Second, the company is to install a material resource planning (MRP) package, from vendor SigmaTek Europe, that Lindsey says will radically change the business. "At the moment, it is a fact that we are doing jobs that we are losing money on. The trouble is, we don't know which ones they are."

He says that this problem is not only about the difficulty of accurately quoting a job, but also due to uncertainty in other production issues. The software will enable much better recordkeeping, as well as drive its five Trumpf machines. "It tells us daily how jobs are doing: which job is taking longer, which job is likely to take more material. Then we know straight away, so we can do something about it."

In a later phase, the system will also change the way jobs are quoted. Currently, six sales staff use a database-driven system containing material, grades, prices, customer details and cutting functions. The new system should generate more accurate per part costs than current means, which Lindsey characterises as 'guesstimates', because its costings are based on automatic estimates of total cutting length from a scan of the CADCAM job file.

Delivery speed remains as demanding as ever. "If we quoted two weeks' delivery, we'd get no work. Nor 10 days. Now our delivery is 5-7 days. That's okay.

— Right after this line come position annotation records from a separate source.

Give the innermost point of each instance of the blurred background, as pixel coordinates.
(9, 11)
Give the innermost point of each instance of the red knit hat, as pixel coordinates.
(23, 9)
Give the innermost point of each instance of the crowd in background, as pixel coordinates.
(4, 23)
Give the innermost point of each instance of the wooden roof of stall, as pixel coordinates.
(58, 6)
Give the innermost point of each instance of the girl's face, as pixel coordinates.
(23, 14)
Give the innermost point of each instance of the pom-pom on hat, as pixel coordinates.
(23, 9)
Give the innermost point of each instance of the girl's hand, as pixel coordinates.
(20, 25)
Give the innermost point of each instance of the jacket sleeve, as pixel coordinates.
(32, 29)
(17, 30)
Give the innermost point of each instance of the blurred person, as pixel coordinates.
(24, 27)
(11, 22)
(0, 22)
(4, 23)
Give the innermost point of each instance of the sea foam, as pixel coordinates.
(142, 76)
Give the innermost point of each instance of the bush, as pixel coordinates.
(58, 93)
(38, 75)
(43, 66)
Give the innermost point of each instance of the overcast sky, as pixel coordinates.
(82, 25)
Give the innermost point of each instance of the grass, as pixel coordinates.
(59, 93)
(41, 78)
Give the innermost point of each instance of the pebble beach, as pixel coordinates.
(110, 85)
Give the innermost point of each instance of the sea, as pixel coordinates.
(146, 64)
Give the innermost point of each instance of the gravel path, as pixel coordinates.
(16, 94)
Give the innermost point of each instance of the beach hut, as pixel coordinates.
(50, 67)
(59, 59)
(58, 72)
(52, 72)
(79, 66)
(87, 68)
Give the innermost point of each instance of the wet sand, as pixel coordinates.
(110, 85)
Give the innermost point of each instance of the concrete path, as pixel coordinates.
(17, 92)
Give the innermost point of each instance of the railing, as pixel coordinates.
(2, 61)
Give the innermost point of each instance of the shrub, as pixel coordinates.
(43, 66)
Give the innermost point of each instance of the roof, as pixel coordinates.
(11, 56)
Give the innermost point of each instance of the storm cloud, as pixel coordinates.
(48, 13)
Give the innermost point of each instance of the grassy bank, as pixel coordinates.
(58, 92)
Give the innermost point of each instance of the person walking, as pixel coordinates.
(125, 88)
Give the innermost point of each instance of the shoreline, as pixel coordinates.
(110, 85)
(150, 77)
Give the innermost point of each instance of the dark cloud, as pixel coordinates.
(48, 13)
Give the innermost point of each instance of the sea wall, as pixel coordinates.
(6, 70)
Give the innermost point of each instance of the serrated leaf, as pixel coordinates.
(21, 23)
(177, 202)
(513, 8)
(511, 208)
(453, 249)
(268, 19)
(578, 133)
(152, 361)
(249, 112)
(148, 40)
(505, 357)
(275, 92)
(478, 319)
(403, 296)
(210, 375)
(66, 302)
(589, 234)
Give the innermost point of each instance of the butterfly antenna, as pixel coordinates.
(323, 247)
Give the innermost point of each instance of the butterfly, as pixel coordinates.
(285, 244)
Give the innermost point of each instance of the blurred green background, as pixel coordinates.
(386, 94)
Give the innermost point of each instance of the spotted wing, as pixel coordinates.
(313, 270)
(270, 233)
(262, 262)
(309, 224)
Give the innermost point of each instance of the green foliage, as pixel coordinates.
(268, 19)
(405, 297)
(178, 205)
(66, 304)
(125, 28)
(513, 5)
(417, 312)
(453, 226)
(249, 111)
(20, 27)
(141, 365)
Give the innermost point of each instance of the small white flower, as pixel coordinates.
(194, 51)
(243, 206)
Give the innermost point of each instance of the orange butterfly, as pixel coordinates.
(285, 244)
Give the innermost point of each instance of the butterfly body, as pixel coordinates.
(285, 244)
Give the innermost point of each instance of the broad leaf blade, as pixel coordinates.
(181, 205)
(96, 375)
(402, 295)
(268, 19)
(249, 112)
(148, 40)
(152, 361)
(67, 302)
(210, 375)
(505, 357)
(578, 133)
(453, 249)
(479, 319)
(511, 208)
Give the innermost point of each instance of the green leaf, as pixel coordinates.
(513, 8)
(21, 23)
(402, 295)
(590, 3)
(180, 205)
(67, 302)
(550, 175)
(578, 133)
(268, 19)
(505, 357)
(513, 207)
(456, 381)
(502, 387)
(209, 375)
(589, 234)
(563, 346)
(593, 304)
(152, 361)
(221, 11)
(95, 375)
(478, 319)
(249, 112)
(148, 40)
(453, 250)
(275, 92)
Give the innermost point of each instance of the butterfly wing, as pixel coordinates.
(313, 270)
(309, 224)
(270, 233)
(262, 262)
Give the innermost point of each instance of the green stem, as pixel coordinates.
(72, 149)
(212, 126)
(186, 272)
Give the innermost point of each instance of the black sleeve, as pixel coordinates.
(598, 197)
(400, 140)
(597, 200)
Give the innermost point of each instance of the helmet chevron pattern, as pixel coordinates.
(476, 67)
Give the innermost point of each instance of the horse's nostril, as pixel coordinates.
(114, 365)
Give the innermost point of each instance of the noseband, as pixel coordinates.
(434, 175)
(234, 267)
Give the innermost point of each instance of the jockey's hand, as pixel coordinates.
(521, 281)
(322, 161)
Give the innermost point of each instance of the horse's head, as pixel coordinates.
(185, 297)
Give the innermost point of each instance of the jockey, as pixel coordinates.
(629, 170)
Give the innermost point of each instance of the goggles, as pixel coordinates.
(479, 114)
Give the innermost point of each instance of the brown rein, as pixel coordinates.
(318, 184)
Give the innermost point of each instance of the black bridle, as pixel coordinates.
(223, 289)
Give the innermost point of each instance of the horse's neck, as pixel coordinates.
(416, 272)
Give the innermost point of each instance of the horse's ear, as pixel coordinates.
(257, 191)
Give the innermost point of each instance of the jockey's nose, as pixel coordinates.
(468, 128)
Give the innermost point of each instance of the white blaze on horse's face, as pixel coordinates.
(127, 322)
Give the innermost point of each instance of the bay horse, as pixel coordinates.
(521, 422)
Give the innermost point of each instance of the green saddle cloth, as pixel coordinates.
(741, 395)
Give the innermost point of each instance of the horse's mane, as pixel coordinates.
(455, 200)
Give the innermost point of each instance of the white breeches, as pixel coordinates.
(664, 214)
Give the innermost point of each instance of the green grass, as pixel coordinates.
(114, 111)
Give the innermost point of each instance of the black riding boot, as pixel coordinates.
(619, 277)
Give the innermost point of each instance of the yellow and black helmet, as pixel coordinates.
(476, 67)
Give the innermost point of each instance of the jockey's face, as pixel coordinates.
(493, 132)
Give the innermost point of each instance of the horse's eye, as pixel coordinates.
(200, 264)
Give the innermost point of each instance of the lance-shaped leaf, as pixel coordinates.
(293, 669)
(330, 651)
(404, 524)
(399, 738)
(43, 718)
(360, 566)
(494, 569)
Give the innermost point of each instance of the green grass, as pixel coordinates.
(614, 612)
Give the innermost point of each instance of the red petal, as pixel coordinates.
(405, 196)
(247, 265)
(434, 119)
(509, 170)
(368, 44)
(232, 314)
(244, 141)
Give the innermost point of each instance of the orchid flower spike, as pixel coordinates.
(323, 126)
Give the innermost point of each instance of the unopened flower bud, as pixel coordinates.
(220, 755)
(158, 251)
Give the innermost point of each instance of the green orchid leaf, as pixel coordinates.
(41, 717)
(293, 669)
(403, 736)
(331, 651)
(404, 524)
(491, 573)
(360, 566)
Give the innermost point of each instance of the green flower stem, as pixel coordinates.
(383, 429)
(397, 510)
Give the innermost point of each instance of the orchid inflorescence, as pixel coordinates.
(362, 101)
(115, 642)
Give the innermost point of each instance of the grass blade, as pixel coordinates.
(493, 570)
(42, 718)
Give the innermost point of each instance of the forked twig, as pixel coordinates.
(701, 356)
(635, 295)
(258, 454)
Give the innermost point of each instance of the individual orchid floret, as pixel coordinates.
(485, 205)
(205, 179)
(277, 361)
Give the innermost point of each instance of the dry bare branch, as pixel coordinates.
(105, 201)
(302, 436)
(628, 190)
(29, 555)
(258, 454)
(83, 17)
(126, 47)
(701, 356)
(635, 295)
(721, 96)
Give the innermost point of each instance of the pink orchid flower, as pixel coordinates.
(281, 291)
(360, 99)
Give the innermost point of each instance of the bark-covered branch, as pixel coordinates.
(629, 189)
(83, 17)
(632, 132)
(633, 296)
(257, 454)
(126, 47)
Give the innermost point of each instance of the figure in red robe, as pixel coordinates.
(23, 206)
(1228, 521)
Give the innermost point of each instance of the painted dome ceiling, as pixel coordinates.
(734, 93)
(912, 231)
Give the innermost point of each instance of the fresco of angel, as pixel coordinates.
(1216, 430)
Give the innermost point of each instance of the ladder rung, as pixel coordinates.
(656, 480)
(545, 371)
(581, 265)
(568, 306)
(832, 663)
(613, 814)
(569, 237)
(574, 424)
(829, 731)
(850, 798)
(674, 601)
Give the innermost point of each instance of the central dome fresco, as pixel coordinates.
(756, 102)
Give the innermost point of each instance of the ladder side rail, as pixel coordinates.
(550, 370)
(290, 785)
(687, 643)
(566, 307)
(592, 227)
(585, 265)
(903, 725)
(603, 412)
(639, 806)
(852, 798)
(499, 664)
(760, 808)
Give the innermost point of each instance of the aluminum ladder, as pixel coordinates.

"I blame myself and the others in laser profiling who have been doing this as long as I have for working to tight deadlines. For 35 years, one of the main benefits of laser cutting has been rapid turnaround. The industry has accepted it and is now working around it. Some customers delay ordering their cutting because that's the way we have taught them to do it.

"If we have a couple of days with few enquiries, we might start running out of jobs, or, on the other hand, if there are too many enquiries, we might not be able to cope. And there is no notice. It is not an easy business; it is a way of life."